Someone recently said I give too much credit to Ni as I was explaining a precognition I had, but I don't think I do. That's just the way it works. I had an epiphany some while ago about the way Se and Ni work together – it's as though I gain information by looking
past my surroundings, and I might literally just stare at something for extended periods of time, spacing out, and then all of a sudden there's a sort of a "blip" in my head and I realize my unconscious had been processing information the whole time which lead to an understanding of something. Which is why I just often suck in new information perhaps without fully understanding it, because I can oftentimes trust that once I have it there, my mind will subconsciously keep processing it until it's time for it to surface again and sort of settle in properly.
I recall someone once saying that Ni is sort of like Ti, but without the logical steps it needs to arrive to a conclusion. I think a similar comparison has been made with Ne and Ni, but anyway. I arrive to all sorts of conclusions without fully knowing why. Combined with Te PoLR, this has sabotaged all of my math tests in my entire life. I always get minus points for not including the calculation in my answer, just the correct outcome
Socially speaking, being Ni base sort of really sucks. You simply cannot communicate the way your head works to anyone but other Ni bases. Being an IEI, I can mend that a bit with Fe, but I have never wondered for a minute why a lot of ILIs have prolems relating to other people. And it's so strange meeting another Ni base! I recently met a slightly schizophrenic ILI. He was telling me about some models and theories he'd been constructing lately, and as I listened, I realized I hadn't understood a word he said, yet still understood what he
meant, as a whole. Some parts of the conversation were just us two cutting each other off and completing each others' thoughts – and not sentences, but thoughts. As though there was just this air of understanding what we meant.
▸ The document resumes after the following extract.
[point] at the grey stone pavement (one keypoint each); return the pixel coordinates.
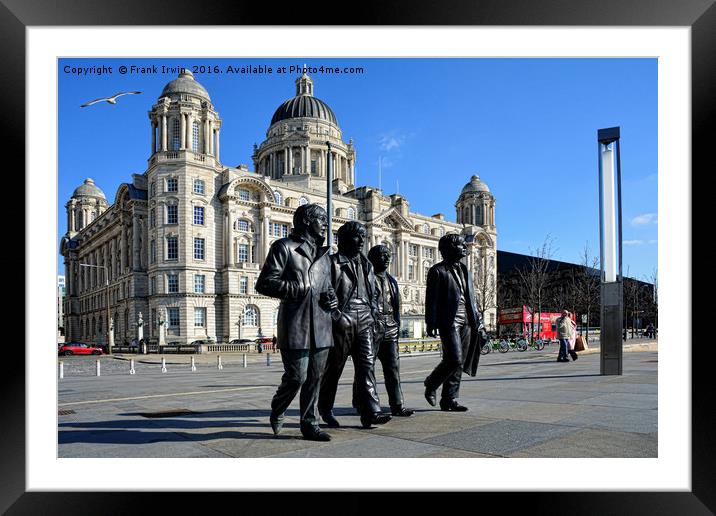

I've come to hate it when people ask me what I usually think about. Umm? Colours? Abstract patterns? No kidding. That's pretty much all I can see besides some random mental chatter. That and hot imaginary sex. What you gon make of that?
It's weird, but meditation has helped me understand the way my mind operates a lot better. It helps when you learn to sort of "rest" your awareness, all the while becoming more and more all-encompassing. I'm also glad to have switched my perception from mind-body dualism to monism. I feel less like I'm torn in two, half of me in my body and half of me in my mind, and feel more like I'm on a bridge in between that makes them into one. I don't know if I put that very well but that's the best I can do.
As for Ni being time-based... I think a lot of people sort of misunderstand what that means. An SLE was once sorely disappointed after asking me where I was going with my life... I think he expected me to have this script containing everything that was ever going to happen to me, when in fact I just usually have these vague abstract images of some distant future and I require something more tangible to start from before I can actually concretely see where I'm heading and what leads where. When the time comes, I
will know, but only as it's already approaching and near. I mean, yeah, there
are patterns and cycles too but the farther they are, the more vague they usually seem. It's just like regular seeing. The farther things are, the less detail you see. Ugh.
T.S. Eliot's Four Quartets in four dimensions.
I had a great last paragraph/bottom line in my head but it escaped. I paid a visit to a retirement home last week and found the old age fascinating. Old people make no sense and it makes so much sense. I could seriously almost taste the strings that had pulled them there.